Amat Escalante, au coeur du Mexique
Cinéma

Amat Escalante, au coeur du Mexique

Amat Escalante est un jeune réalisateur de 39 ans qui a déjà derrière lui quatre films à la réalisation brute qui dénotent d’une réelle préoccupation de l’évolution de la société mexicaine. Le Cinéma Moderne à Montréal lui consacre une rétrospective du 1er au 4 novembre. Nous lui avons téléphoné pour en discuter.

«Je suis totalement solidaire des gens qui tentent de trouver un avenir meilleur, surtout en cette époque qui ne semble pas emprunter le plus juste des chemins; celui des murs et des nationalismes», nous dit d’entrée de jeu le réalisateur mexicano-américain.

Alors qu’en ce moment des milliers d’individus forment une caravane humaine et traversent le Mexique, on a eu la bonne idée à Montréal d’inviter l’un des plus importants cinéastes du Mexique contemporain: Amat Escalante.

On voulait connaître son opinion sur la question des sans-papiers, car son deuxième film, Los Bastardos (2008, sélection officielle à Un Certain Regard au Festival de Cannes) s’y penche avec naturalisme et violence. Le film suit la trajectoire de Fausto et Jesus, deux travailleurs mexicains illégaux qui prennent en otage une mère de famille. Avec ce film, on reconnaît une esthétique sans fioriture, qui présente les choses de façon abrupte: tout nous rassemble et pourtant tout nous sépare.

C’est intéressant de constater qu’Escalante est Américain de mère et Mexicain de père. Il porte donc en lui cette dualité, cette tension entre ces deux sociétés qui cohabitent difficilement.

«Je suis tombé en amour avec le cinéma de Charlie Chaplin alors que j’étais tout jeune, à l’occasion d’un petit ciné-club que je fréquentais», dit le réalisateur. «La maison familiale, que j’habite encore aujourd’hui, n’avait alors pas d’électricité. On écoutait la radio plus que la télévision. Mon père est peintre et ma mère faisait de la recherche sur les maladies transmissibles sexuellement, ce qui a certainement teinté certains thèmes de mes films.»

La región salvaje
La región salvaje

Au coeur de son oeuvre, il y a la dislocation de la famille, la culpabilité et l’explosion de violence, qui surgit dans chacun de ses films portés par des acteurs non professionnels. Avec Sangre (2005), son premier film tourné avec à peine 35 000 $, on nous fait vivre l’existence vide de Diego et Blanka, sans musique et sans grands dialogues. Un vide dans lequel surgit la fille de Diego, qui va poser un geste irrémédiable. Ce film est aussi la première collaboration entre le réalisateur et Carlos Reygadas, qui l’a produit.

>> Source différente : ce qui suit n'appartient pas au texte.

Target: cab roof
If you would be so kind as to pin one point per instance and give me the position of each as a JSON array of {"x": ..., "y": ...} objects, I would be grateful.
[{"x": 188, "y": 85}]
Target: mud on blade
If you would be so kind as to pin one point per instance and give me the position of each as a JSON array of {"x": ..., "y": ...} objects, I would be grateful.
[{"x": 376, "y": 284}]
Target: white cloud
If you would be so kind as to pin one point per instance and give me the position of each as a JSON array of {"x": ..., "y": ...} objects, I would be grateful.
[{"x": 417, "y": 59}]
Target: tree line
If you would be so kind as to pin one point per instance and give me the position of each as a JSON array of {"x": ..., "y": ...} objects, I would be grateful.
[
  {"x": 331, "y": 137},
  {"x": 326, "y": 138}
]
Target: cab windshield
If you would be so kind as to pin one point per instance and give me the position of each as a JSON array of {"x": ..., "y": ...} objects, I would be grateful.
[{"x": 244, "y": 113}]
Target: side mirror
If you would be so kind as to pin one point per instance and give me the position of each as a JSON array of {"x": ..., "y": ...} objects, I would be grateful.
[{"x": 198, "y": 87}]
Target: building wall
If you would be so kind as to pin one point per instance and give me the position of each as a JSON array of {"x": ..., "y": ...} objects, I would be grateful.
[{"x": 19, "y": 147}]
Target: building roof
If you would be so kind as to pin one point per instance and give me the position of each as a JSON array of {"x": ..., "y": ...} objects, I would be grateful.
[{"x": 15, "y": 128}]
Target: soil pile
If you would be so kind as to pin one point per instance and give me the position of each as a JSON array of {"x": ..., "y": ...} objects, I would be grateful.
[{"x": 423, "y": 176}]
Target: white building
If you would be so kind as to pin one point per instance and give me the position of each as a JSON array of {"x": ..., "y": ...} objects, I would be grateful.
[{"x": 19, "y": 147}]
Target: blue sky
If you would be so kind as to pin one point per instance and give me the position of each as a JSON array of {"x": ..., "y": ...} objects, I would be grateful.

«Carlos est arrivé très tôt dans mon parcours cinématographique, il s’est tout de suite montré coopératif et ouvert à mes idées», poursuit le réalisateur. «En fait, la seule fois que j’ai travaillé sur un autre plateau, c’est sur le sien (NDLR: il a été assistant-réalisateur sur Batalla en el cielo, le deuxième film de Reygadas). Il a produit mes trois premiers films, il a une vision du cinéma que je partage. La première fois que j’ai vu Japón, j’ai été estomaqué, je lui ai écrit un long courriel pour lui faire part de mon admiration.»

Heli (2013), son troisième film, fut celui de la reconnaissance; il a gagné le prix de la mise en scène à Cannes. Il raconte la vie d’une famille ouvrière troublée par l’incursion des narcotrafiquants dans leur quotidien. Il réussit à mettre en perspective une société mexicaine gangrenée par la corruption d’où peut surgir à n’importe quel moment une violence déraisonnée. Heli était d’ailleurs reparti de Montréal avec la Louve d’Or du Festival du nouveau cinéma.

«Oui, je me souviens de ce festival fabuleux où j’ai gagné un prix», nous explique le réalisateur questionné sur la ville de Montréal. «Je ne m’attendais pas à trouver à Montréal un festival avec un tel goût et une programmation aussi étoffée. Je n’ai que de bons souvenirs de la ville et de mes ballades sur le Mont-Royal.»

La rétrospective au Cinéma Moderne présentera aussi son dernier film, La región salvaje (2016) pour lequel il a gagné le Lion d’argent du meilleur réalisateur à Venise. Un long métrage différent de ses trois premiers films, notamment dû à l’incursion du merveilleux et à l’intérêt porté cette fois-ci sur la cellule familiale et la vie sexuelle de ses personnages. 

En plus de la rétrospective, le Cinéma Moderne présente une classe de maître d’Escalante animée par le cinéaste Mathias Meyer le dimanche 4 novembre à 15h.